In this dissertation classical techniques are investigated to determine the empirical relationship between pCO2 and other oceanic variables using in situ measurements. Additionally, sampling techniques are investigated in order to make a judicious selection of a small percentage of the total available data points in order to develop an accurate empirical relationship.

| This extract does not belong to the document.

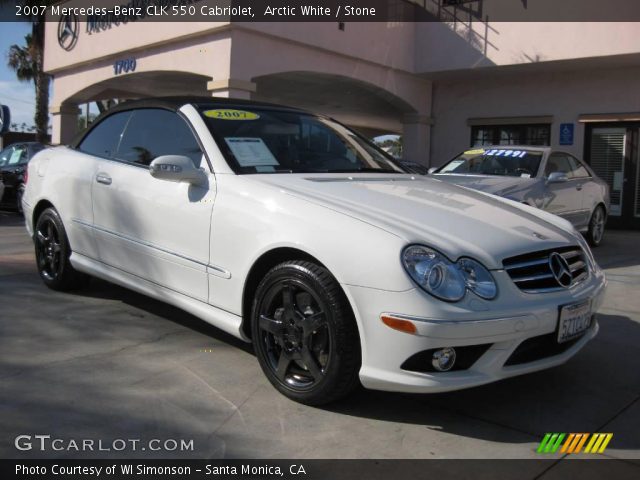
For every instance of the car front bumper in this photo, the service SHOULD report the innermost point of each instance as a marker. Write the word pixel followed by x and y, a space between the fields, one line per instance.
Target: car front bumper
pixel 500 327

Data from the SANAE49 cruise stretching between Antarctica and Cape Town are used in this dissertation. The complete data set contains 6103 data points. The maximum pCO2 value in this stretch is 436.0 μatm, the minimum is 251.2 μatm and the mean is 360.2 μatm. An empirical relationship is
investigated between pCO2 and the variables Temperature (T), chlorophyll-a concentration (Chl), Mixed Layer Depth (MLD) and latitude (Lat). The methods are repeated with latitude included and excluded as variable respectively. D-optimal sampling is used to select a small percentage of the available data for determining the empirical relationship. Least squares optimization is used as one method to determine the empirical relationship. For 200 D-optimally sampled points, the pCO2 prediction with the fourth order equation yields a Root Mean Square (RMS) error of 15.39 μatm (on the estimation of pCO2) with latitude excluded as variable and a RMS error of 8.797 μatm with latitude included as variable. Radial basis function (RBF) interpolation is another method that is used to determine the empirical relationship between the variables. The RBF interpolation with 200 D-optimally sampled points yields a RMS error of 9.617 μatm with latitude excluded as variable
and a RMS error of 6.716 μatm with latitude included as variable. Optimal scaling is applied to the variables in the RBF interpolation, yielding a RMS error of 9.012 μatm with latitude excluded as variable and a RMS error of 4.065 μatm with latitude included as variable for 200 D-optimally sampled points.